WASHINGTON -- Majority state-owned Turkish bank Halkbank has been criminally charged in an indictment for involvement in a multibillion-dollar scheme to evade U.S. sanctions against Iran.
Prosecutors in New York on October 15 alleged the bank had protection from high-level Iranian and Turkish government officials as it engaged in widespread fraud and money laundering using a vast, complex network of front companies to help Tehran shift billions of dollars in oil revenue illegally.
Senior Halkbank management’s participated “in this brazen scheme to circumvent our nation’s Iran sanctions regime,” U.S. Attorney Geoffrey Berman said in a statement.

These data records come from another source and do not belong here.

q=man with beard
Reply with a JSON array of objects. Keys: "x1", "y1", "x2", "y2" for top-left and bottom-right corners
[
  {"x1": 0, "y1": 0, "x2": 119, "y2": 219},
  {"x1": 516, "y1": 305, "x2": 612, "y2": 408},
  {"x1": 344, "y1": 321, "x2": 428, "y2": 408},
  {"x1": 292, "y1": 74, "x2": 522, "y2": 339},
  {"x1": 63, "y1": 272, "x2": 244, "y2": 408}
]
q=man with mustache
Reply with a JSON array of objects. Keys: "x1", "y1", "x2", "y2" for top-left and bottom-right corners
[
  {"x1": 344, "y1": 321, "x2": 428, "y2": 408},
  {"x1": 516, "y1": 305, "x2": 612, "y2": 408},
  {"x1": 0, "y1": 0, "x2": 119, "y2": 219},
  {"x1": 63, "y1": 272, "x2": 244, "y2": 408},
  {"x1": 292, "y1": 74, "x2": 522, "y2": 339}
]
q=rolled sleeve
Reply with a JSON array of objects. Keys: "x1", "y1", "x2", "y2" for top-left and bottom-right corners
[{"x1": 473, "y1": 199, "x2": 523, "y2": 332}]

Assistant Attorney General for National Security John C. Demers said the scheme was one of the most serious violations of Iranian sanctions his office has seen.

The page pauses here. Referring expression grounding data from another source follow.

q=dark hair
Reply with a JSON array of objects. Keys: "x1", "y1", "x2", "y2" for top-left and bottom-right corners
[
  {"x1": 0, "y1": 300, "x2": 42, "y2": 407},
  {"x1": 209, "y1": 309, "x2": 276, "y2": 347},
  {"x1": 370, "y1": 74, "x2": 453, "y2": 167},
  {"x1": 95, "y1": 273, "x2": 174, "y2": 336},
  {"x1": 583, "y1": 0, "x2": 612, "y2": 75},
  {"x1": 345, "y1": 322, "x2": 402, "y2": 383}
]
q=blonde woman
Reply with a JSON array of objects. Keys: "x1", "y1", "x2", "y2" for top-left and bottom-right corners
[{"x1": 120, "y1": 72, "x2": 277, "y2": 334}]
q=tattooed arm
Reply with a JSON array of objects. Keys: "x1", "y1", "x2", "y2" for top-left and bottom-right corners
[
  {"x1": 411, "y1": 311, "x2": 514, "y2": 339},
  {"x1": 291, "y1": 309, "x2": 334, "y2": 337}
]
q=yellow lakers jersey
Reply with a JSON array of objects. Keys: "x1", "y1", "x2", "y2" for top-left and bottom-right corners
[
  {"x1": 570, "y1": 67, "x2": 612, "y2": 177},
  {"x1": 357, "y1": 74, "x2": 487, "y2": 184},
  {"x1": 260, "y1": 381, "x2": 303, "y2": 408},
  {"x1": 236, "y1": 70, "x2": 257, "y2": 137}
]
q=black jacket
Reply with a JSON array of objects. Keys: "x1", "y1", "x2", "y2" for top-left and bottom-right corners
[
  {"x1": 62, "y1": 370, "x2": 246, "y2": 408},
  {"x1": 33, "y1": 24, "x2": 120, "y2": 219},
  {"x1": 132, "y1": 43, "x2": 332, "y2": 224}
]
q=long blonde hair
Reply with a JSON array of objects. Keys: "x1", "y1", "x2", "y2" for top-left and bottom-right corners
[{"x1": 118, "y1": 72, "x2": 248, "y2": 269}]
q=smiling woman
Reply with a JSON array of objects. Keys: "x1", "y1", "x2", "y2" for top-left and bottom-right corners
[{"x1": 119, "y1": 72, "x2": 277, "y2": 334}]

Prosecutors in particular said that between 2012 and 2016, the Turkish bank enabled Iran to spend proceeds from oil and gas sales on international markets in violation of U.S. sanctions.

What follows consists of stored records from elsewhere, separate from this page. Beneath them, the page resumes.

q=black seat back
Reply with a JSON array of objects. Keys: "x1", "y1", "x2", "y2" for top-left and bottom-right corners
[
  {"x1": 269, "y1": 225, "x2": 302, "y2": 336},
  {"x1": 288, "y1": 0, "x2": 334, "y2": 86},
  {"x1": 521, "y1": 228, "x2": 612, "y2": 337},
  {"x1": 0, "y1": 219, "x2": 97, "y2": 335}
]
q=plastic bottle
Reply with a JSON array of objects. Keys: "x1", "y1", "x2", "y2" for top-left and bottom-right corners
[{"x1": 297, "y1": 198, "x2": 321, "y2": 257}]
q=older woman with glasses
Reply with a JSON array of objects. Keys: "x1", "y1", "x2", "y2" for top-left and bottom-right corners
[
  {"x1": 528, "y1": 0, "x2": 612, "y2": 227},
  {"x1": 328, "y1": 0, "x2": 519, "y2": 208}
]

The charges mirror those that one of Halkbank’s former executives, Mehmet Hakan Atilla, faced and who was found guilty and sentenced to prison last year.
A star witness in the case was Turkish gold trader Reza Zarrab, who said he had helped Iran access funds from overseas oil sales that were frozen in foreign accounts.
After he was taken into custody in 2016, Zarrab included Rudy Giuliani, U.S. President Donald Trump’s personal attorney, to his legal team.
In that capacity, Giuliani tried to get Zarrab exchanged for an American pastor, Andrew Brunson, who was being held in Turkey.
He also in 2017 urged Trump to ask then-Secretary of State Rex Tillerson to have the Justice Department drop its case against Zarrab, Bloomberg News reported last week.
Giuliani, a former New York mayor and prosecutor, subsequently has said his role as Zarrab’s lawyer was ethical and legal.